I'm new here and I'm hoping someone can help me before I give up and strip my bar top and start over. For background I used 4 coats of minwax oil based stain followed by three coats of minwax fast drying semi gloss poly. I followed directions on back of can yet the poly has dried to a dull haze. I called minwax and they said I either had moisture in the poly or solvents and they recommended using mineral spirits to open the top coat up which may release the moisture. I did this as directed for 3 days and no luck. I will say when I wiped on the mineral spirits the top looked georgeos until it dried back to the original dull haze. This leads me to believe that the issue is on the surface as opposed to too much stain etc. My plan was to finish the bar top with epoxy but I can't do that until I get the top to shine as I'd hate to seal the top looking dull as it does now. Unless of course the epoxy would seal it as a wet glass look? Sorry for the long post but I'm at a loss and hopeful I don't have to strip this down and start over. Thanks in advance for any advice.


----------



## Mahdeew (Jul 24, 2013)

I am pretty sure it is the stain as this has happened to me before. Basically, what happens is that too much stain takes a long, long, long time to dry and when you apply the topcoat to the wet stain, part of it resolves in with the stain and creates that foggy look underneath. It does the same thing with a water dye that has not completely dried. Get a scrap board, put the stain on it and shortly after spray it with poly and see if get the same result.


----------



## Carloz (Oct 12, 2016)

I agree that four layers of oil stain is way too much. Basically you painted the wood instead of staining it.Secondly why do you need semigloss polyurethane if you planned to use epoxy (which is very glossy) ?
I would take a sander, sand everything to the bare wood and start over
One application of the stain
Coat of shellac to seal
Epoxy


----------



## BLuh (Apr 1, 2017)

I thought it might've been the same thing, but the only reason I thought it might be the top surface is because it shines real nice when I initially wiped it with mineral spirits.


----------



## BLuh (Apr 1, 2017)

I put 4 coats of stain to achieve the color I wanted. As far as the poly, as per the epoxy instructions prior to applying the epoxy it states to put at least 3 coats of oil based poly. Is there anything that can sand poly coats off with minimal damage to stain underneath?


----------



## woodbutcherbynight (Oct 21, 2011)

4 coats of stain = serious overkill. Was it not dark enough? Some special effect you were looking for?

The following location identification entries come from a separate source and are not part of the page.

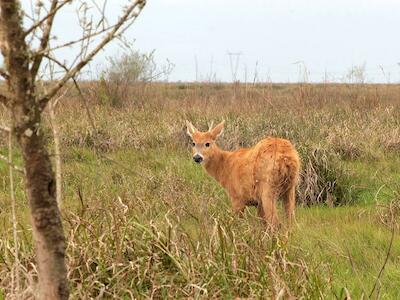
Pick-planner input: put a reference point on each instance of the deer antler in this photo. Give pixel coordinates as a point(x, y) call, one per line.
point(210, 126)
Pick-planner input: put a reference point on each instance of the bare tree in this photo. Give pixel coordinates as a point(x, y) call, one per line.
point(27, 47)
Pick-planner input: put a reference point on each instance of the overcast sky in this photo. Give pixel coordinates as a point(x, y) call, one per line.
point(275, 38)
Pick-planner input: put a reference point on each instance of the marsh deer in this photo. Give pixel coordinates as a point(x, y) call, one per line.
point(256, 176)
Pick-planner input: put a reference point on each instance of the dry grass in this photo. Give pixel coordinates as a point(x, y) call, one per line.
point(142, 221)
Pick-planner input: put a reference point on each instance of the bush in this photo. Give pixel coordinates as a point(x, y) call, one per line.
point(324, 180)
point(126, 75)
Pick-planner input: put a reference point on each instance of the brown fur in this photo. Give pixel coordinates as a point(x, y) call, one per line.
point(252, 176)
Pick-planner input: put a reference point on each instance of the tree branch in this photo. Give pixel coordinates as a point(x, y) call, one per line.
point(51, 14)
point(17, 168)
point(5, 128)
point(4, 74)
point(45, 38)
point(5, 100)
point(129, 13)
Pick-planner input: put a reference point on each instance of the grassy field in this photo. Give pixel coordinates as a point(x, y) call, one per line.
point(143, 220)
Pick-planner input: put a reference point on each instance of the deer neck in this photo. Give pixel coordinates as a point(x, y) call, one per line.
point(217, 165)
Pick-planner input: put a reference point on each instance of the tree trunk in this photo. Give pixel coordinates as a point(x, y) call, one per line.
point(47, 228)
point(45, 216)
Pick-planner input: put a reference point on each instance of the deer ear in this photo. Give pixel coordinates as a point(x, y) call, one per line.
point(217, 130)
point(190, 129)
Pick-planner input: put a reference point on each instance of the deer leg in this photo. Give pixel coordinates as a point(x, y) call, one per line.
point(268, 201)
point(238, 207)
point(290, 202)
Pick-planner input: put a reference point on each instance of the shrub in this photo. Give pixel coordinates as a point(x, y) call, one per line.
point(125, 76)
point(324, 180)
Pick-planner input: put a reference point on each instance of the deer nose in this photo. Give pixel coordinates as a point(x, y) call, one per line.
point(197, 158)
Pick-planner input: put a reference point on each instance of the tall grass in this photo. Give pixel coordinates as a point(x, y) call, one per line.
point(144, 222)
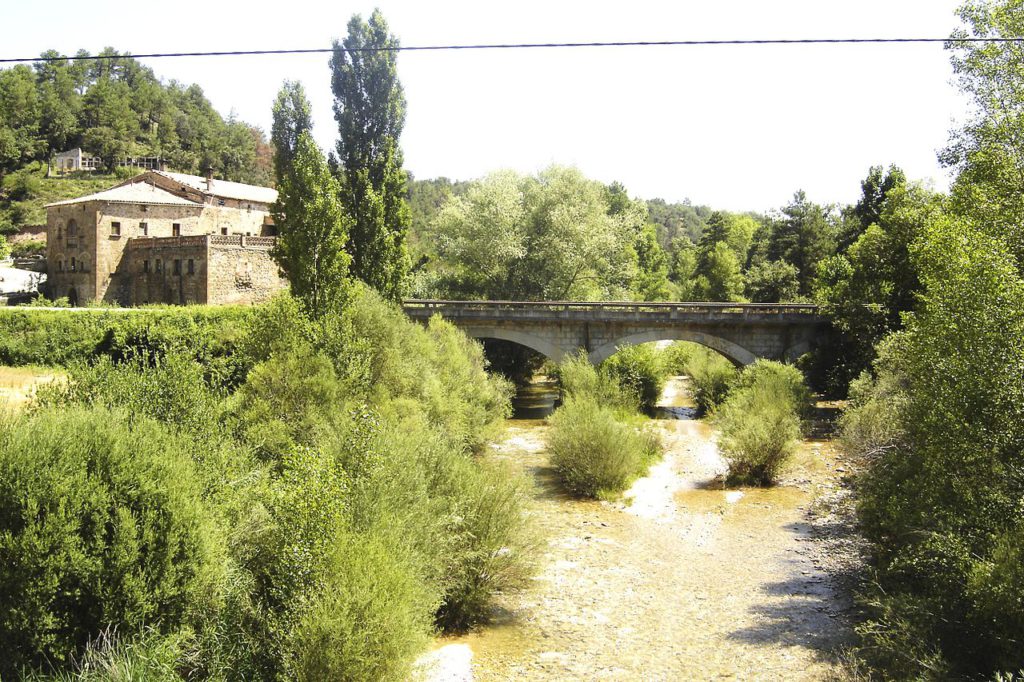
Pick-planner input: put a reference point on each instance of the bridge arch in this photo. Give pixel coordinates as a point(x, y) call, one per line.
point(734, 352)
point(541, 345)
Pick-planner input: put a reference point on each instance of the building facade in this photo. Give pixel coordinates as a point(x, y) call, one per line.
point(164, 238)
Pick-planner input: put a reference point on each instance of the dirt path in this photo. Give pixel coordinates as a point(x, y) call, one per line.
point(676, 582)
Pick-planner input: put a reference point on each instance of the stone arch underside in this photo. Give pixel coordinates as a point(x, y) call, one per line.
point(734, 352)
point(541, 345)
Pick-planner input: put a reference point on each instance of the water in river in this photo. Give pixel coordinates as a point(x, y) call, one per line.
point(680, 580)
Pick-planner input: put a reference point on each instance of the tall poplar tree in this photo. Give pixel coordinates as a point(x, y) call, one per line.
point(292, 117)
point(312, 229)
point(370, 109)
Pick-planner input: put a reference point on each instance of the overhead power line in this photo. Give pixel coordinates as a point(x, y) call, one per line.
point(510, 46)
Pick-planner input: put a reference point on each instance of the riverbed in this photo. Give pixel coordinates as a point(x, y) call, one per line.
point(679, 580)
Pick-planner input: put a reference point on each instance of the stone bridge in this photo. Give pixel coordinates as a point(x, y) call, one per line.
point(741, 332)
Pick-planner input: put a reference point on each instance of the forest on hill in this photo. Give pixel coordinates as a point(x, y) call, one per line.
point(115, 108)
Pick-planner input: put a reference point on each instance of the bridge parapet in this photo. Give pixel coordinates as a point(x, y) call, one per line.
point(612, 310)
point(741, 332)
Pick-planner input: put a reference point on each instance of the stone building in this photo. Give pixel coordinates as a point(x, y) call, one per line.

*Carloz* method is probably the best to get somewhere moving forward with your project. The stain may be dry but it is far from cured after 4 coats. A test for stain ready to be coated I use is to rub a white cloth across it. If it has the stain on it it is not cured enough.


----------



## BLuh (Apr 1, 2017)

Thanks for all the advice. I did 4 coats of stain everywhere else on bar w no issues not sure why the bar top turned out different. I may just have to start over. I assume if I did epoxy pour over the full finish the epoxy would not dry to a shine? Only reason I ask this is someone suggested this but it sounded too good to be true


----------



## Ripper70 (Nov 30, 2015)

> Thanks for all the advice. I did 4 coats of stain everywhere else on bar w no issues not sure why the bar top turned out different. I may just have to start over. I assume if I did epoxy pour over the full finish the epoxy would not dry to a shine? Only reason I ask this is someone suggested this but it sounded too good to be true
> 
> - BLuh


While stripping down to bare wood and starting over would take allot of effort, is it worth the risk of applying the epoxy and having it turn out badly? The epoxy should be basically crystal clear. If the poly finish is hazy it stands to reason it would show through the epoxy with unsatisfactory results.

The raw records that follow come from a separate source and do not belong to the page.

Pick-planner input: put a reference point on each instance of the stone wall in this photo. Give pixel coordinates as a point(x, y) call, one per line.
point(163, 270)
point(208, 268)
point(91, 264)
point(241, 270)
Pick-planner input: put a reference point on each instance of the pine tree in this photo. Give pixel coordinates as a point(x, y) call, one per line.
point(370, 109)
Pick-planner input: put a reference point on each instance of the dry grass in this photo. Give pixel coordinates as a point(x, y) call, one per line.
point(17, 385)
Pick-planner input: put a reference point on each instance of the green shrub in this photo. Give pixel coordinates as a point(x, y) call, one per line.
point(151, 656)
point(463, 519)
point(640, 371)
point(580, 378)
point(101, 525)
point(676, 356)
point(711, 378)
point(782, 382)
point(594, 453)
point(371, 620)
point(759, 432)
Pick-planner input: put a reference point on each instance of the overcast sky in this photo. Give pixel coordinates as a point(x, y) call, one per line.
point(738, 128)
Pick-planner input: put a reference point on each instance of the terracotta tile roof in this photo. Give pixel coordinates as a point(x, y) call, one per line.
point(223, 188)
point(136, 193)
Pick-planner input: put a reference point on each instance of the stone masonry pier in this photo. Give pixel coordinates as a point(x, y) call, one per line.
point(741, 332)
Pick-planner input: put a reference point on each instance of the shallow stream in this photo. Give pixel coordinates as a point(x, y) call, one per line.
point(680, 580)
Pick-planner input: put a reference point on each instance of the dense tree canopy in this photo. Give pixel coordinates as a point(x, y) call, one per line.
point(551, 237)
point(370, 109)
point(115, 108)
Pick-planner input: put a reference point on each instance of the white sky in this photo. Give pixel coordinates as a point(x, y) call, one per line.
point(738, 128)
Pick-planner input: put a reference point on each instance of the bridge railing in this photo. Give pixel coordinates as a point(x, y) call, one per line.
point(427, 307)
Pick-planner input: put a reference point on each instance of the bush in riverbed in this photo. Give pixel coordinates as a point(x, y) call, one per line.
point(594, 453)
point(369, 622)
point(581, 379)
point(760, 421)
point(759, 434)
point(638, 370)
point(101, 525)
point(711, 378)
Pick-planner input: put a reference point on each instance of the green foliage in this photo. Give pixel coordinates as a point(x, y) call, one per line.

I agree with Carloz on this one.


----------



## BLuh (Apr 1, 2017)

Ok. Thanks guys. I'll strip it and start over. I'll let you know how it turns out.


----------



## cathode (May 18, 2014)

Why would you put poly under an epoxy glaze in the first place?


----------



## BLuh (Apr 1, 2017)

Because those are the specific instructions contained on the epoxy. You need to seal w poly prior to epoxy as per the instructions. This is my first time doing this.


----------



## BLuh (Apr 1, 2017)

I stopped into a local paint store and they suggested I try a wipe on poly gloss before I sanded and started over. Glad I did, problem solved! It cleared up the dull haze and it is now shining beautifully.


----------